La valorisation des parts sociales a fait l'objet, en accord entre les associés, d'une expertise judiciaire diligentée par M. [K] [H], expert judiciaire, et a donné lieu à des promesses de cession de parts sociales.
M. [B] [N] cogérant de la SCI et gérant de la société D.R.C.T.E s'est occupé de la vente de trois lots appartenant à la SCI en vue de désintéresser les ayant-droits de M. [U] [N] qui ont demandé à sortir de cette dernière.
Il résulte des relevés bancaires de la SCI que le notaire en charge des ventes a procédé aux virements suivants en faveur de cette dernière :
- 5.000 euros le 7 août 2023 à titre d'acompte sur le prix de vente
- 16.000 euros le 5 septembre 2023 à titre d'acompte sur le prix de vente
- 1.500 euros le 14 septembre 2023 à titre d'acompte sur le prix de vente
- 26.000 euros le 20 décembre 2023 toujours à titre d'acompte,0
Puis les 10, 15 et 16 janvier 2024,
- 81.324,60 euros au titre du solde d'une vente [O] et [V],
- 113.693,85 euros au titre du solde d'une vente [D] [W]
- 18.926,59 euros au titre du solde d'une vente [S]
- 68,10 euros au titre des intérêts sur une vente [E]
- 303,22 euros au titre des intérêts sur la vente [D] [W]
- 30,50 euros au titre des intérêts sur la vente [O] [V]
- 1.171,05 euros au titre du solde du prix de la vente [T].
II - Sur la compensation invoquée par la société DRCTE
Pour s'opposer à la demande en paiement et résiliation de bail, la société DRCTE fait valoir qu'elle a, en qualité de preneur, avancé un certain nombre de charges pour le compte de son bailleur auxquelles ce dernier n'était pas en mesure de faire face à une certaine période.
Aux termes de l'article 1347 du code civil, la compensation est l'extinction simultanée d'obligations réciproques entre deux personnes. Elle s'opère, sous réserve d'être invoquée, à due concurrence, à la date où ses conditions se trouvent réunies.
L'article 1347-1 du même code pose le principe que la compensation n'a lieu qu'entre deux obligations fongibles, certaines, liquides et exigibles.
Seules des créances liquides, c'est-à-dire déterminées dans leur montant et non contestées, peuvent se compenser. Il va de soi qu'une créance dont le montant reste à fixer ne peut s'éteindre par compensation. Tel est le cas lorsqu'il faut d'abord apurer un compte, procéder à une expertise, liquider une indivision successorale ou post-communautaire, évaluer un préjudice ou une autre dette de valeur.
Quant à l'existence d'une contestation, elle met en cause le caractère certain de la créance.

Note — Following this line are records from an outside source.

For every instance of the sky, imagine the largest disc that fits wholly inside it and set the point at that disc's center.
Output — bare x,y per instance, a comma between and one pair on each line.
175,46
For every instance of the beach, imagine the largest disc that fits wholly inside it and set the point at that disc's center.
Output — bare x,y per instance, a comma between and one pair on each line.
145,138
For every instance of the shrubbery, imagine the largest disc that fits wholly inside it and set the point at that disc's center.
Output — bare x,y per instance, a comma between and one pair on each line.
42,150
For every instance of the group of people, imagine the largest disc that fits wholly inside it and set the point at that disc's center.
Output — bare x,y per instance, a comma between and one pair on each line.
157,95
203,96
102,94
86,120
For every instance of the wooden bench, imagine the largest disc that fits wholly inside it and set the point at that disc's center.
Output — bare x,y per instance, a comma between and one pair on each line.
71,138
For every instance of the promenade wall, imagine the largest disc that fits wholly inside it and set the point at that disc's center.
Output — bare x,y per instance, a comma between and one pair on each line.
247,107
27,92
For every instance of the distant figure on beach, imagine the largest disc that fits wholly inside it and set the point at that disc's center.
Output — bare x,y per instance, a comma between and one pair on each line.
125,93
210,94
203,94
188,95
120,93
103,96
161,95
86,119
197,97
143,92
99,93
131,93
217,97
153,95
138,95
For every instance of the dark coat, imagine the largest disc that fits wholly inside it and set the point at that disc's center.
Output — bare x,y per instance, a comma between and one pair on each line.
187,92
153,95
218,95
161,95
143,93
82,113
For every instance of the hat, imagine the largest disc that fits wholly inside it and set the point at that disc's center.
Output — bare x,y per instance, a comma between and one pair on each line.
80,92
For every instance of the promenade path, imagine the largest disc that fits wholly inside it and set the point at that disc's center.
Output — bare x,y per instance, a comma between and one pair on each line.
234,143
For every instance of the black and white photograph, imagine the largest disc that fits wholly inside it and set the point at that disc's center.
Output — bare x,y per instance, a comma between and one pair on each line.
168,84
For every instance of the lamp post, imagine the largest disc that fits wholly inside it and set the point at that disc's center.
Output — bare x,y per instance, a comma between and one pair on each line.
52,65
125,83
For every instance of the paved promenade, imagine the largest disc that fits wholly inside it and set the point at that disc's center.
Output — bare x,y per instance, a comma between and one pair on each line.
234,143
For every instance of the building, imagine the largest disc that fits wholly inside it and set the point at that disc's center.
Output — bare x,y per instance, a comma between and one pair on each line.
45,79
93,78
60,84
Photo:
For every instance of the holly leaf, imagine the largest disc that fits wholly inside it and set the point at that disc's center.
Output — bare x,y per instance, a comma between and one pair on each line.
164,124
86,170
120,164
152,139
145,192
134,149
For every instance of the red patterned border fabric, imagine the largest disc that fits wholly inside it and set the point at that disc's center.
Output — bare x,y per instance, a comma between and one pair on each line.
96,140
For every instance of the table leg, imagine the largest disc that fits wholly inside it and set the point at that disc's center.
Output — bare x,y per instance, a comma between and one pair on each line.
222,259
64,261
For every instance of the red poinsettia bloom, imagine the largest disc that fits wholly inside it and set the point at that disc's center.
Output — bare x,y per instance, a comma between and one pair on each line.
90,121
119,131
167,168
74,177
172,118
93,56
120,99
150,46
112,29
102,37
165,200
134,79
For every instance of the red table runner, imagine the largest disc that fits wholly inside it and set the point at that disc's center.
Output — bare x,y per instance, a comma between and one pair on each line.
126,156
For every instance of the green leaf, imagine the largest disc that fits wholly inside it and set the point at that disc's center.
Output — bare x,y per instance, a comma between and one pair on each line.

Une créance non certaine ne peut pas davantage se compenser qu'une créance non déterminée.
En l'espèce, force est de constater à la lecture des conclusions et pièces communiquées par la société DRCTE que cette dernière n'explicite en rien les dépenses qu'elle aurait effectuées pour le compte de son bailleur durant l'exercice 2022 ou antérieurement, qu'elle ne fournit aucun justificatif des paiements allégués desdites dépenses et encore moins d'un accord du bailleur pour effectuer une compensation avec les loyers.
Rien n'indique donc que la société DRCTE se serait acquittée de sommes dues par la SCI en lien avec la relation contractuelle liant les parties.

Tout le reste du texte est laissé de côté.